OTTAWA, May 20, 2004 (LifeSiteNews.com) – Responding to Health Minister Pierre Pettigrew’s announcement on May 18 that Health Canada will move forward with allowing the “morning after pill” (MAP) to be sold without a doctor’s prescription, Dr. Will Johnston, president of Canadian Physicians for Life, expressed concern that such a move could endanger the health of Canadian women and girls and raise serious issues regarding informed consent.  “The policy to make the ‘morning after pill’ available without a doctor’s prescription puts women and girls at higher risk for disease and sexual health problems,” said Dr. Johnston.

The “morning after pill” (MAP) is a multiple dose of an oral contraceptive, levonorgestrel, which is found in the birth control pill. Manufacturers have reduced the hormone content of oral contraceptives due to serious side effects and health risks. “Now women are being encouraged to use these same pills, in multiple doses, as post-coital ‘contraception,’” Dr. Johnston said. “The potential long-term impact of these high hormone doses, especially when used repeatedly, is worrisome and not being adequately addressed.”

The makers of the Plan-B MAP highlight on their website that it is “not recommended for routine use as a contraceptive.” Yet there is no way to prevent misuse and abuse if readily available without a prescription.  “Physical and clinical examinations by a physician are essential to good healthcare: to counsel patients on how to reliably avoid pregnancy, to determine sexually-transmitted diseases and abusive or coercive relationships, and to discuss health risks,” said Dr.

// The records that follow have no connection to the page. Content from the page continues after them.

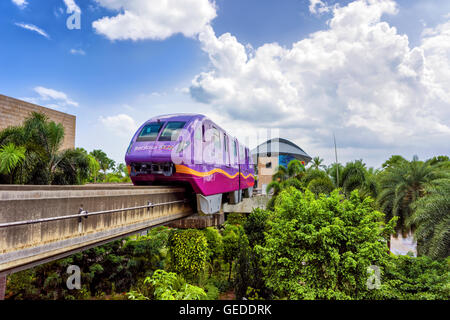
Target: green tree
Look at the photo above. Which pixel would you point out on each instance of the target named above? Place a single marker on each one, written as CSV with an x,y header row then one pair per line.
x,y
11,157
431,216
321,248
230,242
170,286
317,163
215,247
394,161
188,250
402,185
421,278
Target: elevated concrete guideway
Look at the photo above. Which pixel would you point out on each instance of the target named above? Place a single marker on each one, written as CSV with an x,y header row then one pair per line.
x,y
40,223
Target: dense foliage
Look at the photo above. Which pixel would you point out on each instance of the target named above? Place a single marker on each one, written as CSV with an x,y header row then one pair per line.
x,y
188,251
32,154
324,235
321,248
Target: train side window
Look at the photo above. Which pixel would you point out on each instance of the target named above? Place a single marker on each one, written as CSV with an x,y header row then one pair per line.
x,y
199,133
236,160
171,131
217,142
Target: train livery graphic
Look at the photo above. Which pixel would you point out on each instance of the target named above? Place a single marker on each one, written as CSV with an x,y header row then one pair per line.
x,y
191,149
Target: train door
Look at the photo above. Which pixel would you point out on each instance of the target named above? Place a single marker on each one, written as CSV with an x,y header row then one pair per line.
x,y
197,146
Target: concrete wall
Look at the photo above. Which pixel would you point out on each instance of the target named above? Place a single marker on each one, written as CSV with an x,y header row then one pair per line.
x,y
21,246
265,174
14,111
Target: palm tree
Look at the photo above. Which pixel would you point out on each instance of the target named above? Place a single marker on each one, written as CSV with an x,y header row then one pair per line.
x,y
41,140
296,169
317,163
353,176
11,157
105,162
334,171
432,220
72,167
402,185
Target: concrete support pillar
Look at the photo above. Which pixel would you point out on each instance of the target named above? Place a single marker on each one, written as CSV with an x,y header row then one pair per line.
x,y
2,287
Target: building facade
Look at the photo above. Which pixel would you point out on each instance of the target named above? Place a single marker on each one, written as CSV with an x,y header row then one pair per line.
x,y
273,153
14,111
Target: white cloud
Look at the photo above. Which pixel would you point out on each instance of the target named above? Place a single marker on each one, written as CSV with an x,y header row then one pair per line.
x,y
121,124
318,7
77,52
358,78
34,28
72,6
46,94
154,19
20,3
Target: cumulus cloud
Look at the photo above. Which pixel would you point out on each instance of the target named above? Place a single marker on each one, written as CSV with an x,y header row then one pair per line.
x,y
46,94
154,19
121,124
20,3
33,28
318,7
359,78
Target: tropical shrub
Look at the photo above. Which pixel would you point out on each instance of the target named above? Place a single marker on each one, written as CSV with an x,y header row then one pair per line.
x,y
188,250
322,248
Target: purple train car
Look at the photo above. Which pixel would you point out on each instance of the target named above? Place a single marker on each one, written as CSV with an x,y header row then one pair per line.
x,y
191,149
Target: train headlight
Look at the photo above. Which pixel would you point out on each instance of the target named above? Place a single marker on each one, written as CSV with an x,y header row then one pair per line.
x,y
183,145
129,147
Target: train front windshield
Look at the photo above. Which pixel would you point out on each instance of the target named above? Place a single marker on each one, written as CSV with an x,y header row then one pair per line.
x,y
171,131
150,131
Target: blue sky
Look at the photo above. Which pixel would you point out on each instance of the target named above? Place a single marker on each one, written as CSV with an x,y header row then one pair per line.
x,y
375,73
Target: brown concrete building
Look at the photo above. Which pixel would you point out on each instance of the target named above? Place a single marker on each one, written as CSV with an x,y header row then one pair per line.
x,y
14,111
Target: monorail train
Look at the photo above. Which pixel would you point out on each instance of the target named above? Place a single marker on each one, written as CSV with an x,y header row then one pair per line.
x,y
191,149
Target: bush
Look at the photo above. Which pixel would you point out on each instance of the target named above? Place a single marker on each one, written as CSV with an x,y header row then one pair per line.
x,y
422,278
188,250
322,248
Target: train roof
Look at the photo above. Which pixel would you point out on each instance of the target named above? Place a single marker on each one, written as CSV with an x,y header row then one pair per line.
x,y
187,117
178,117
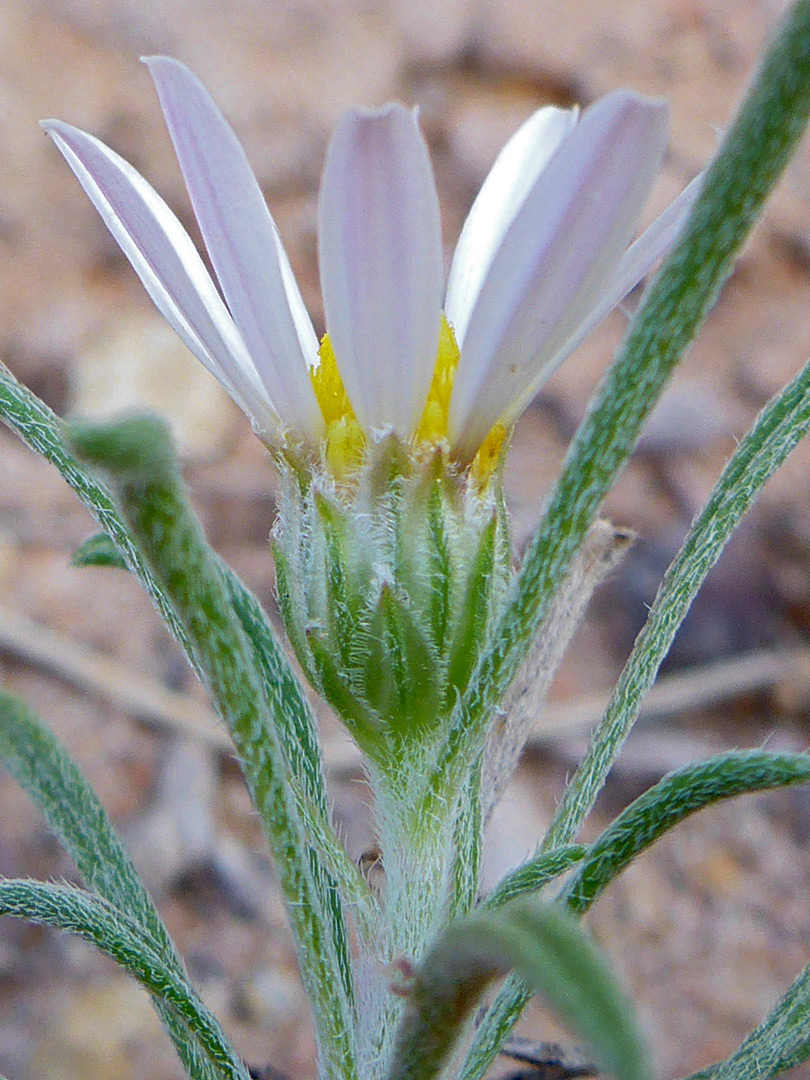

Johnston. “MAP does not protect against STDs and instead of preventing a pregnancy, may terminate it. Such serious issues cannot be adequately addressed at a pharmacist’s counter.”  MAP can function in one of three ways: by preventing ovulation; by preventing fertilization; or if fertilization has already occurred, it may prevent the newly created human being from implanting in the uterus, thus aborting the unborn child. “The common description of the MAP as emergency contraception fails to accurately describe its possible abortifacient action and is misleading the public,” Dr. Johnston said. “The confusion is aggravated by the current attempt to re-define pregnancy as occurring after implantation. It is a basic fact of human embryology that life begins at fertilization. Potential users of MAP must be told that this drug may abort a pregnancy so that they can make an informed decision. Will this message be communicated to them at the counter?”  On May 6, the US Food and Drug Administration rejected a plan to make MAP available over the counter at American pharmacies, citing a concern that it might be unsafe for girls under 16. “Does the Health Minister not have similar concerns about our Canadian adolescents? We urge the Minister to put the health of Canadian women and girls before political ideology and commercial interests and reject any attempt to distribute this potentially harmful abortifacient in Canada without a doctor’s prescription.”